A client recently shared that listening to podcasts always results in more anxiety for her because she feels there’s so much to learn and so much to do “right.” The burden to cultivate humans who survive their adolescence, care about themselves, others, their planet, nutrition, exercise, science, the arts, and the dog’s bathroom needs at the same time I’m cooking dinner after soccer practice and before piano lessons is…heavy. Parenting can become so stressful and exhausting it feels like a job with no benefits.
Moms often ask us for practical tips on how to feel less anxious and more happy in parenting. And we have many! However, a review of these coping skills is not a directive to add all of them to your to-do list. Once, after a session of coping skill review, a client walked out promising facetiously: “I’m going to do all the things!”
Herein lies the problem, of course. We can’t set the bar at doing all the things! Expecting ourselves to do all the things is a set up for failure. We will quickly find ourselves overwhelmed and unable to sustain so many changes at once. We then assume that WE are the failures rather than THE PLAN being a failure from the start.
Let’s set our intentions at trying to do one or two new things each week. Start with the steps that seem easiest to work into your busy schedule with the greatest potential reward. We want to choose steps that feel both important and achievable. The goal is to gradually build a package of strategies that replenishes your energy and helps you cope with uncomfortable feelings.

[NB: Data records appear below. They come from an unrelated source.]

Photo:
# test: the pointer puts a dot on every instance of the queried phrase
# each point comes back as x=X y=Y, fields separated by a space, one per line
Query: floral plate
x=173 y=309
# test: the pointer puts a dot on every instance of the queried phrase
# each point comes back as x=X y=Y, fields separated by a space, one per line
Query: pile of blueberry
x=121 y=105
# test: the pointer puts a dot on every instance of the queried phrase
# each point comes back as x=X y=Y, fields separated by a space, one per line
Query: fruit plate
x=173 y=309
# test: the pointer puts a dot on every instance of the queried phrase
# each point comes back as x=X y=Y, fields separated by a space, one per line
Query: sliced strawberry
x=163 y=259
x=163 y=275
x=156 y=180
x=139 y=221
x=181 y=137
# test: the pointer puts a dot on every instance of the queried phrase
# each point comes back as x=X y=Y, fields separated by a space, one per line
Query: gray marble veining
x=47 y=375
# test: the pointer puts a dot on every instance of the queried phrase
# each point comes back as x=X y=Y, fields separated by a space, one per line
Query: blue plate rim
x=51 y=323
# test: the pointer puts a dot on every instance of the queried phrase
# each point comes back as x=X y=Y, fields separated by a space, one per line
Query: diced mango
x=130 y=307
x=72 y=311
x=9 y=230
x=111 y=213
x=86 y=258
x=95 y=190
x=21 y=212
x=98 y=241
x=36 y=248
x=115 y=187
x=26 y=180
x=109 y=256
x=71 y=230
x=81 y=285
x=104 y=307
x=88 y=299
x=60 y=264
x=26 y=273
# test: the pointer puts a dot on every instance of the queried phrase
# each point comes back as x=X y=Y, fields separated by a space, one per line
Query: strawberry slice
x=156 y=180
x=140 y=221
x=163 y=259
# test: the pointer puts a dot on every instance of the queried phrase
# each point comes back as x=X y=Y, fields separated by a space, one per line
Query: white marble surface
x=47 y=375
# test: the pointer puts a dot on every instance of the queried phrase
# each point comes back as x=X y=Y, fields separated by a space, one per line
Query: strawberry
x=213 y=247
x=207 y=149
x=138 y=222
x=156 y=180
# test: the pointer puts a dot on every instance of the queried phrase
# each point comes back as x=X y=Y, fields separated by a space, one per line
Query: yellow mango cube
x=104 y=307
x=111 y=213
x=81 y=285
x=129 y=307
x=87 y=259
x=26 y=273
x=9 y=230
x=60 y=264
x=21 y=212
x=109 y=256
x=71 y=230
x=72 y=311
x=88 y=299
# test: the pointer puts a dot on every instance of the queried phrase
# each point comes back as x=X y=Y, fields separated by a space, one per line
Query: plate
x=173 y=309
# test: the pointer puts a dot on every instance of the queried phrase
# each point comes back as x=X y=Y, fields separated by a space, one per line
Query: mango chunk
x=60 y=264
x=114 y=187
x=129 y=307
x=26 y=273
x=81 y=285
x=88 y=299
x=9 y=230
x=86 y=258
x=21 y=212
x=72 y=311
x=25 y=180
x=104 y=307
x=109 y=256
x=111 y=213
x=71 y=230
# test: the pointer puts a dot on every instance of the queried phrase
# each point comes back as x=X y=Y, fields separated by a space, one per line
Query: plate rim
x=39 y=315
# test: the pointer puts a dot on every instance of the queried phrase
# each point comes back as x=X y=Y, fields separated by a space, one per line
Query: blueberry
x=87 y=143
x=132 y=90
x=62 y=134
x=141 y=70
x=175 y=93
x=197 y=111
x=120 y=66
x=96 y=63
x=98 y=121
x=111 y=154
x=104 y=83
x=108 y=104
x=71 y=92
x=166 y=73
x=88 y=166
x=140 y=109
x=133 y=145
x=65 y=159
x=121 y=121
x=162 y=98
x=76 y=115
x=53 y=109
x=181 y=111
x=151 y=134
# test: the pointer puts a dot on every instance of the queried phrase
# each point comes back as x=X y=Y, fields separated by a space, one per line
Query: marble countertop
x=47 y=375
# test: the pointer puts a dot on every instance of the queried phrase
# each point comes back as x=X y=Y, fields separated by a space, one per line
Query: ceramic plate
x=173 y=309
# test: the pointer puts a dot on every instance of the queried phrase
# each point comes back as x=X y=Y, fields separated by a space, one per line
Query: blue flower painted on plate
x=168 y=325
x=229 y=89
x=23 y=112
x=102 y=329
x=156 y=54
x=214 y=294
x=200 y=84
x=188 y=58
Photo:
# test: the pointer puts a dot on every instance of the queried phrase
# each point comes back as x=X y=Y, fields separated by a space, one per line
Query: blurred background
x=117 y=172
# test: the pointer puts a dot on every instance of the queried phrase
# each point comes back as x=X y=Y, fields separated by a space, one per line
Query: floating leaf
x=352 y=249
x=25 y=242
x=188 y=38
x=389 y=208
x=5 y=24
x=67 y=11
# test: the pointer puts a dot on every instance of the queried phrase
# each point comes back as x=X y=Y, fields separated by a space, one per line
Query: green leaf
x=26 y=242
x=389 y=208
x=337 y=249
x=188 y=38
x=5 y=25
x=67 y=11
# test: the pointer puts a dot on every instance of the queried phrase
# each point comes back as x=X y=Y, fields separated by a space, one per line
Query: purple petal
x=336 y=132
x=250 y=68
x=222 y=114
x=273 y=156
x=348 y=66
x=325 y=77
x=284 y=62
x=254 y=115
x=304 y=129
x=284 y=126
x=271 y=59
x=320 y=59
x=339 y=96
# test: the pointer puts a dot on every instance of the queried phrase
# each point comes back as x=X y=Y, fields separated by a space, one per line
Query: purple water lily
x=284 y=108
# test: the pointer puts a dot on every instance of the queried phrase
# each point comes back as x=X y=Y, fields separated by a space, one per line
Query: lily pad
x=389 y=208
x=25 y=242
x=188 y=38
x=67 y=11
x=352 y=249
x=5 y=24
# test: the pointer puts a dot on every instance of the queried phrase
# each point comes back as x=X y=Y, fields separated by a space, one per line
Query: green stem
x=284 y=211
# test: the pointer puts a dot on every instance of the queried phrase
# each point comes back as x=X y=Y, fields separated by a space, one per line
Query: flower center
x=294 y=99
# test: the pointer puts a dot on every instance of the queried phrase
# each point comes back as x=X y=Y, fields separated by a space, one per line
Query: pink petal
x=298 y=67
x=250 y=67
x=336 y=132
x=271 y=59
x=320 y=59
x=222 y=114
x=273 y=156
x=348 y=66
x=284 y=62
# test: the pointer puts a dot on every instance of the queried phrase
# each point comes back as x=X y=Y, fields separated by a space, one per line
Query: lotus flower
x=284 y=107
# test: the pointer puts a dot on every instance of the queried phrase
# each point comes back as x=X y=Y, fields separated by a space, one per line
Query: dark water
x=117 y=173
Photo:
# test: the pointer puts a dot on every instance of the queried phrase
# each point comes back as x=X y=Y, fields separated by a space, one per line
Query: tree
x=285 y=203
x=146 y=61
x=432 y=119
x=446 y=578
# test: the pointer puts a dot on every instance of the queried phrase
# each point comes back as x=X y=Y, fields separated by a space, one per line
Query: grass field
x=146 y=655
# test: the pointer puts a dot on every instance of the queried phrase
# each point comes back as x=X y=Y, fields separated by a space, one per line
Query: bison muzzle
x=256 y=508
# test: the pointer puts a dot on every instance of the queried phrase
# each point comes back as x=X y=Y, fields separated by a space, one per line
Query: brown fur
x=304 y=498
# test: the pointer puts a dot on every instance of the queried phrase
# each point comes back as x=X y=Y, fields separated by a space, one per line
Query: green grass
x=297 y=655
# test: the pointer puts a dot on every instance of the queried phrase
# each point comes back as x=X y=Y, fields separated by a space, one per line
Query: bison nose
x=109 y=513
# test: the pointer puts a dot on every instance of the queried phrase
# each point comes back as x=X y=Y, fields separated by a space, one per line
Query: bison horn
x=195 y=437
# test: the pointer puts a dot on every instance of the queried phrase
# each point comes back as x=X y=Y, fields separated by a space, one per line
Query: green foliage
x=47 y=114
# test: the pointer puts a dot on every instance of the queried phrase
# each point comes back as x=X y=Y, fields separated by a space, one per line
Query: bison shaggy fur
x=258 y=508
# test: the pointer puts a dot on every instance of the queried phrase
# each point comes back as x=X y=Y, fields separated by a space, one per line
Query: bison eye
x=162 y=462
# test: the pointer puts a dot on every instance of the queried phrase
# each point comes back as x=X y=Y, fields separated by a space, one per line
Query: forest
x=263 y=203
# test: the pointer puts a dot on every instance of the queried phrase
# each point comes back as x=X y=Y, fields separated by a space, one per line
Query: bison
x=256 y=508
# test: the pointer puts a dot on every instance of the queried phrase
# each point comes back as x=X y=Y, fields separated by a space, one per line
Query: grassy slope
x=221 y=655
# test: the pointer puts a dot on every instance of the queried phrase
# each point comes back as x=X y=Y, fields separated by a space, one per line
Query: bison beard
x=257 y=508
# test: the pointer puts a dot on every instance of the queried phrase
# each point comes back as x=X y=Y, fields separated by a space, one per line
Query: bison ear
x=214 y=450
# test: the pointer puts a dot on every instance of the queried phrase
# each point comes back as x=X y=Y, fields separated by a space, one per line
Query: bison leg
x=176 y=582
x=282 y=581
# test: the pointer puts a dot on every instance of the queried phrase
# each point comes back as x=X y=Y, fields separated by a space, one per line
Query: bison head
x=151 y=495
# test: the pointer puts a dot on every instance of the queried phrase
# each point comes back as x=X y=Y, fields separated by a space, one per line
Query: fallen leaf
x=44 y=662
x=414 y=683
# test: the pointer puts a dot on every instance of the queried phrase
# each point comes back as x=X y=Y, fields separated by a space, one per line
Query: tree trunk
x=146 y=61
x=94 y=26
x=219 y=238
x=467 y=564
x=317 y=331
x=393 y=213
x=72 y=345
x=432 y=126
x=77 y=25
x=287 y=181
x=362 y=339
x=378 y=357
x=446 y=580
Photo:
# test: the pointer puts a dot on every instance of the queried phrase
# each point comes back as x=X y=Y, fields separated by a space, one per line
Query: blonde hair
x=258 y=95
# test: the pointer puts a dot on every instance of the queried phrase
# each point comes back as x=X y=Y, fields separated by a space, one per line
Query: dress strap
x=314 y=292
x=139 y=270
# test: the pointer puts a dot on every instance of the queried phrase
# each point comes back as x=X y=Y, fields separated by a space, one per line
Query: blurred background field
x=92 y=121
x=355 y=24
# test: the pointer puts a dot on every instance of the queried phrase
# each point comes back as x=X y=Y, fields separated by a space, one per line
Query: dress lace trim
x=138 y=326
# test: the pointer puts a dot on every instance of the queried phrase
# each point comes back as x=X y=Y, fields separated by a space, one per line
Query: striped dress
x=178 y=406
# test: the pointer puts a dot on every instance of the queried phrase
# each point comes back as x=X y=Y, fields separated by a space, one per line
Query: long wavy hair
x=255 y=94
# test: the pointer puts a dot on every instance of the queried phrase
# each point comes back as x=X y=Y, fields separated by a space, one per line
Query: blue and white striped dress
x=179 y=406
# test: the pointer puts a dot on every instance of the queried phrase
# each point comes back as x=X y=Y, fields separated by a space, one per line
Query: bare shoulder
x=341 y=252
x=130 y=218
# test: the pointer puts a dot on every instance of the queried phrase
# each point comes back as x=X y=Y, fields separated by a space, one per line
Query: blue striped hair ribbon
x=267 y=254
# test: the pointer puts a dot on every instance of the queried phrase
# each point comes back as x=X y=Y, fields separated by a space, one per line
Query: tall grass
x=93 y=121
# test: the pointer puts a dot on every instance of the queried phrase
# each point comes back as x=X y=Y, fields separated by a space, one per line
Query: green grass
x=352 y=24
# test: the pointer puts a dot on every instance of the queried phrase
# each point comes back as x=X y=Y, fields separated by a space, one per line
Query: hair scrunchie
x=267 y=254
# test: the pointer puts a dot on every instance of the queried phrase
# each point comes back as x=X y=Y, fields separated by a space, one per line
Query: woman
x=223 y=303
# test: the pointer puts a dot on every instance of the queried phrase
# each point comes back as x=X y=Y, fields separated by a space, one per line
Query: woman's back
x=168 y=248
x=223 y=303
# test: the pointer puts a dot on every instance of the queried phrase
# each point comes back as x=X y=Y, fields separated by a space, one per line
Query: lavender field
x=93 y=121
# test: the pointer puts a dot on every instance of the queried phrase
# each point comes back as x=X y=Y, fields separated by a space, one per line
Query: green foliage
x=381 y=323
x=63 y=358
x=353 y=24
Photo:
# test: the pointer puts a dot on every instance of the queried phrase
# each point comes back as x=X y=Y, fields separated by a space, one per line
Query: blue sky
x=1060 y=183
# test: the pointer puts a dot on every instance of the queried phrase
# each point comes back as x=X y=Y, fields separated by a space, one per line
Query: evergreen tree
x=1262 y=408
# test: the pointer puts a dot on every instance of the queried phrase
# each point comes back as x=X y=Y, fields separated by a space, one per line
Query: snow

You can try different strategies each week as you piece together a plan that works for you.
When you figure out your personalized collection of strategies that work, you’ll feel more emotionally stable and energized so you can actually enjoy your kids too. Parenting can be a job with perks for all of you!
Begin by selecting 2-3 strategies from the following menus. Each week examine what worked best and decide if you want to switch strategies or add a new one.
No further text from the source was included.